In his GTC 23 keynote, Nvidia CEO Jensen Huang said, “In a modern, software-defined datacenter, the operating system doing virtualization, networking, storage and security can consume nearly half of the datacenter’s CPU cores and associated power. Datacenters must accelerate every workload to reclaim power and free CPUs for revenue generating workload. Nvidia BlueField offloads and accelerates the datacenter operating system and infrastructure software.”
Back in 2020 Nvidia laid out its strategy for DPUs, arguing that CPUs were being bogged down by house-keeping chores such as those cited by Huang. DPUs, argued Nvidia, would absorb these tasks, thus freeing CPUs for use on applications. Other chip suppliers – notably Intel and AMD – seem to agree and have jumped into the DPU market.
Sometimes described as smartNICs on steroids, the market has drawn interest but not yet translated into broad sales. The change may now be happening. Huang cited “over two dozen ecosystem partners” including such names as Cisco, DDN, Dell EMC, and Juniper, that use BlueField technology now.

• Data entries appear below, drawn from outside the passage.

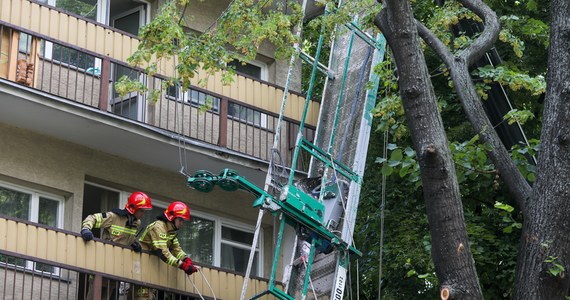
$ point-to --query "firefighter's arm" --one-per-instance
(177, 250)
(160, 243)
(92, 221)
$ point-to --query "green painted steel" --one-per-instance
(298, 209)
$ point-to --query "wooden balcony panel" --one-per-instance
(42, 248)
(73, 36)
(25, 14)
(70, 251)
(12, 236)
(52, 24)
(36, 10)
(21, 238)
(15, 10)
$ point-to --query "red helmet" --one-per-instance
(177, 210)
(138, 200)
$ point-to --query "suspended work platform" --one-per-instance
(321, 209)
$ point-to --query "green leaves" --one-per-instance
(520, 116)
(237, 35)
(514, 80)
(555, 268)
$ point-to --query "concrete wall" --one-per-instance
(59, 167)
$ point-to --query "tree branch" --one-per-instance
(459, 70)
(489, 35)
(435, 43)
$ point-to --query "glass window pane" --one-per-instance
(150, 215)
(246, 68)
(25, 43)
(14, 203)
(236, 259)
(197, 239)
(235, 235)
(84, 8)
(47, 214)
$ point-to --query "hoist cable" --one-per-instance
(207, 282)
(383, 195)
(252, 253)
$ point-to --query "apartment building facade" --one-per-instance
(71, 146)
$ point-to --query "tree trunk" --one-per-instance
(451, 255)
(545, 245)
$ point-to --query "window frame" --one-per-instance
(33, 216)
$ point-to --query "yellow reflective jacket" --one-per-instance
(117, 226)
(160, 238)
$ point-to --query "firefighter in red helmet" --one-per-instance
(160, 237)
(119, 226)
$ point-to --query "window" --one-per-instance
(196, 98)
(212, 240)
(247, 115)
(254, 69)
(35, 206)
(235, 249)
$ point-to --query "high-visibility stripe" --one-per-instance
(98, 220)
(121, 229)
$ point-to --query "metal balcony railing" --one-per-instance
(245, 124)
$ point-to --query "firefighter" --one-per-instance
(160, 238)
(119, 226)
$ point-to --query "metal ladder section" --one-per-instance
(299, 207)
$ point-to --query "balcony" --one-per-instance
(79, 61)
(38, 261)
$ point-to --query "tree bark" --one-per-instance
(546, 230)
(451, 255)
(458, 66)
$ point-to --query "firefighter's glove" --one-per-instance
(187, 266)
(86, 234)
(136, 246)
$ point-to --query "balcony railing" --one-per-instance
(241, 117)
(40, 262)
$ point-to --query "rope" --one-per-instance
(207, 282)
(252, 253)
(195, 287)
(383, 195)
(357, 280)
(310, 281)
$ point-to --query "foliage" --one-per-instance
(237, 35)
(493, 222)
(555, 267)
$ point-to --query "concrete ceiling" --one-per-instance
(80, 124)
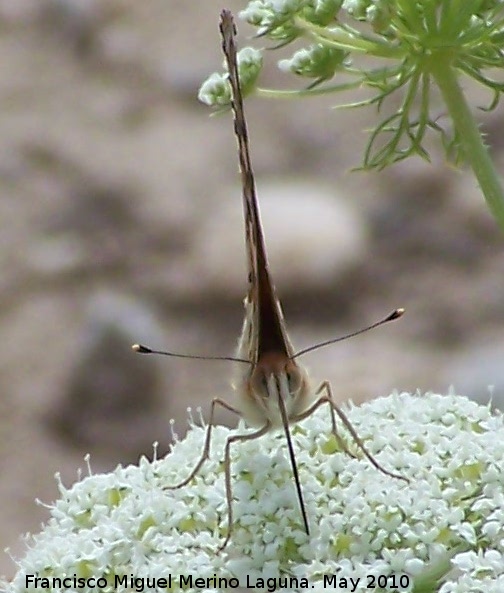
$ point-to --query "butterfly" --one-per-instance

In a media/analyst pre-briefing, Kevin Deierling, VP, networking, said “BlueField-3 is in full production and available. [It] has twice as many Arm processor cores [as BlueField-2], more accelerators, and runs workloads up to eight times faster than our previous generation DPU. BlueField-3 offloads, accelerates and isolates workloads across cloud HPC, enterprise and accelerated AI use cases.”
Nvidia is targeting supercomputers, datacenters, and cloud providers for its DPUs. At GTC, Nvidia touted the Oracle Cloud Deployment in which BlueField-3 is part of a larger DGX-in-the-Cloud win for Nvidia.
“As you heard, we are announcing that Oracle Cloud Infrastructure is the first to run DGX Cloud and AI supercomputing service that gives enterprises immediate access to infrastructure and software needed to train advanced models for generative AI. OCI has [also] chosen BlueField-3 for greater performance, efficiency and security together. BlueField-3 delivers massive performance and efficiency gains by offloading data center infrastructure tasks from CPUs, increasing virtualized instances by eight times in comparison to BluField-2,” said Deierling.
In the official announcement, Clay Magouyrk, executive vice president of OCI is quoted, “Oracle Cloud Infrastructure offers enterprise customers nearly unparalleled accessibility to AI and scientific computing infrastructure with the power to transform industries. Nvidia BlueField-3 DPUs are a key component of our strategy to provide state-of-the-art, sustainable cloud infrastructure with extreme performance.”
Other BlueField-3 wins among CSPs include Baidu, CoreWeave. JD.com, Microsoft Azure, and Tencent.
Nvidia also reported BlueField-3 features full backward compatibility “through the DOCA software framework.”
DOCA is the programing tool for BlueField and DOCA 2.0 is the latest release. Nvidia has been steadily adding features to its DPU line. Recently, for example, it’s beefed up inline GPU packet processing “to implement high data rate solutions: data filtering, data placement, network analysis, sensors’ signal processing, and more.” The new DOCA GPUNetIO Library can overcome some of the limitations found in the previous DPDK solution.
Here’s an excerpt from a blog the topic, “Nvidia Real-time GPU processing of network packets is a technique useful to several different application domains, including signal processing, network security, information gathering, and input reconstruction. The goal of these applications is to realize an inline packet processing pipeline to receive packets in GPU memory (without staging copies through CPU memory); process them in parallel with one or more CUDA kernels; and then run inference, evaluate, or send over the network the result of the calculation.”